1) It needs to be a conversation with God

To be a safe and fruitful conversation, our discourse must be one of continuous prayer. We need to not only start and end our meeting with prayer, but remain in a spirit of prayer while we’re talking with each other and when we part ways to mull over what we’ve discussed. When I say a spirit of prayer, I’m referring specifically to a posture of listening for God to speak and expecting God to speak to us through the Bible and the perspectives of our brothers and sisters around the table. If I come to the table with my talking points to argue, and every time somebody else opens their mouth, I’m planning my retort, I am not in a spirit of prayer and have thus made myself unavailable to the Holy Spirit’s instruction. Unless I come to the table expecting to be taught by God through other people, I have nothing to offer to the conversation.

2) It needs to be about discipleship and not ideology

One of the ways Satan has torn our nation apart is by turning all of morality into a set of abstract issues that you’re either for or against. Because we live in an age of social media, we tend to define ourselves by the ideas we support or oppose rather than how we actually live. In such an environment, “holiness” becomes a spectator sport consisting strictly in commentary. One of the primary functions of the homosexuality debate in our culture, for example, is to give people a way to be moralistic without putting any personal skin in the game. Instead of being a debate about issues, a real conversation about sexuality needs to have the improved real-life discipleship of its participants as its primary objective. So a safe and fruitful conversation about sexuality cannot be a homosexuality debate. It needs to be a conversation about how the people directly involved in the conversation can live out their sexualities in a healthy, holy way.

3) It needs to be holistic

In order for our conversation to be fruitful to our discipleship, we cannot think about sexuality as a set of “issues” that can be addressed as stand-alone entities. As we look to the Bible for teaching, we must do better than a “word-search” Bible study. We should be looking for overarching principles to shape our discipleship rather than proof-texts to fortify our ideology. Our sexuality needs to be understood within the framework of the Great Commandments to love God and love our neighbor. With regard to loving God, we should examine whether our sexual practices constitute worship or idolatry. With regard to loving neighbors, we should examine sexuality in terms of justice issues. With regard to sexual difference, we should be looking at how the Bible handles analogous situations of difference. The goal should be discerning a comprehensive Christian vision for human sexuality rather than a fragmented set of issue stances.

4) It needs to NOT be a decision-making conversation

I don’t believe that our conversation will be safe or fruitful if it’s framed as a decision-making conversation, because then the purpose of the conversation is to argue other people into making the decision I want them to make. This will turn the whole thing into a pressure-cooker where authentic listening isn’t possible. I would be very intentional about saying that no one decision or stance will emerge directly out of our conversation about sexuality because we are simply listening to all the unexpected things God has to teach us for the sake of our personal discipleship. If down the road, it seems that God is calling us to make decisions about stances, that’s fine. But any initial conversation should be strictly about listening to each other and learning from God.

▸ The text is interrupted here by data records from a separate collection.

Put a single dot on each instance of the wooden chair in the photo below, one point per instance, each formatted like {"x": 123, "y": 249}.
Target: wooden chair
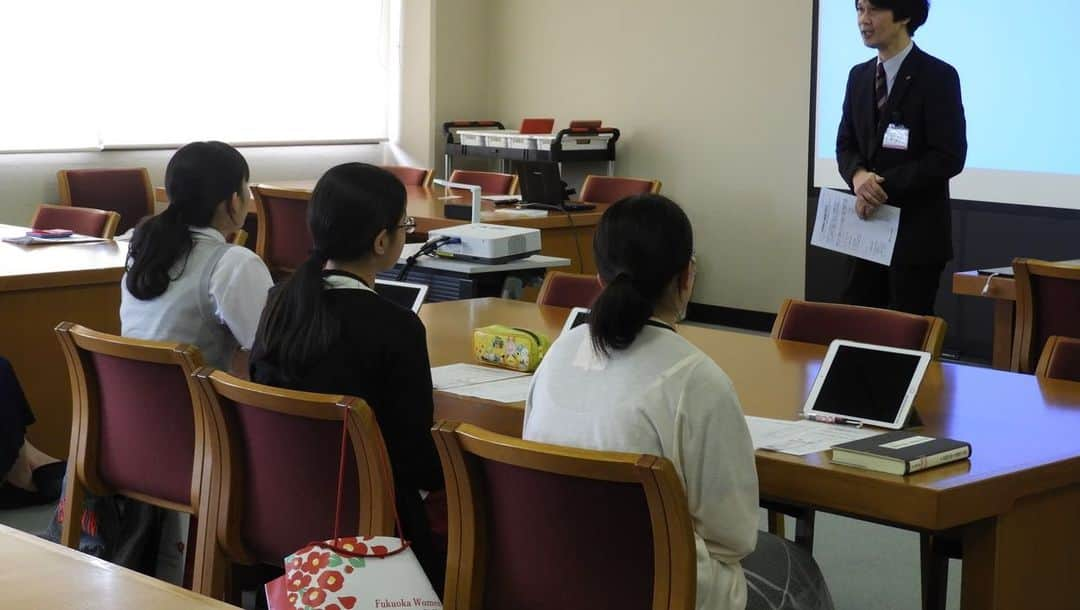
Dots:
{"x": 1060, "y": 360}
{"x": 1048, "y": 301}
{"x": 137, "y": 430}
{"x": 85, "y": 220}
{"x": 284, "y": 240}
{"x": 568, "y": 289}
{"x": 490, "y": 182}
{"x": 821, "y": 323}
{"x": 126, "y": 191}
{"x": 610, "y": 189}
{"x": 541, "y": 526}
{"x": 412, "y": 176}
{"x": 275, "y": 472}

5) It needs to include the best representation of all voices

Insofar as we cover topic areas where there are conflicting Christian understandings of aspects of sexuality, we need to get the best representation of all voices so that everyone can see, for example, that marriage traditionalists are not redneck bigots and people arguing for LGBT inclusion are not throwing their Bibles to the wind. The conversation needs to be safe for LGBT Christians to be able to share their experiences along with everyone else without being put on trial or examined under a microscope. It also needs to be safe for marriage traditionalists to share their honest convictions about what the Bible teaches without getting shouted out of the room. The strongest cases for both sides of every issue should be researched and shared faithfully, not in the spirit of trying to argue anyone into changing their views but in order to listen carefully for what God has to teach us through people with opposing views. Again my assumption is that God has unanticipated things to teach us that go way beyond the superficial level of our stances on issues.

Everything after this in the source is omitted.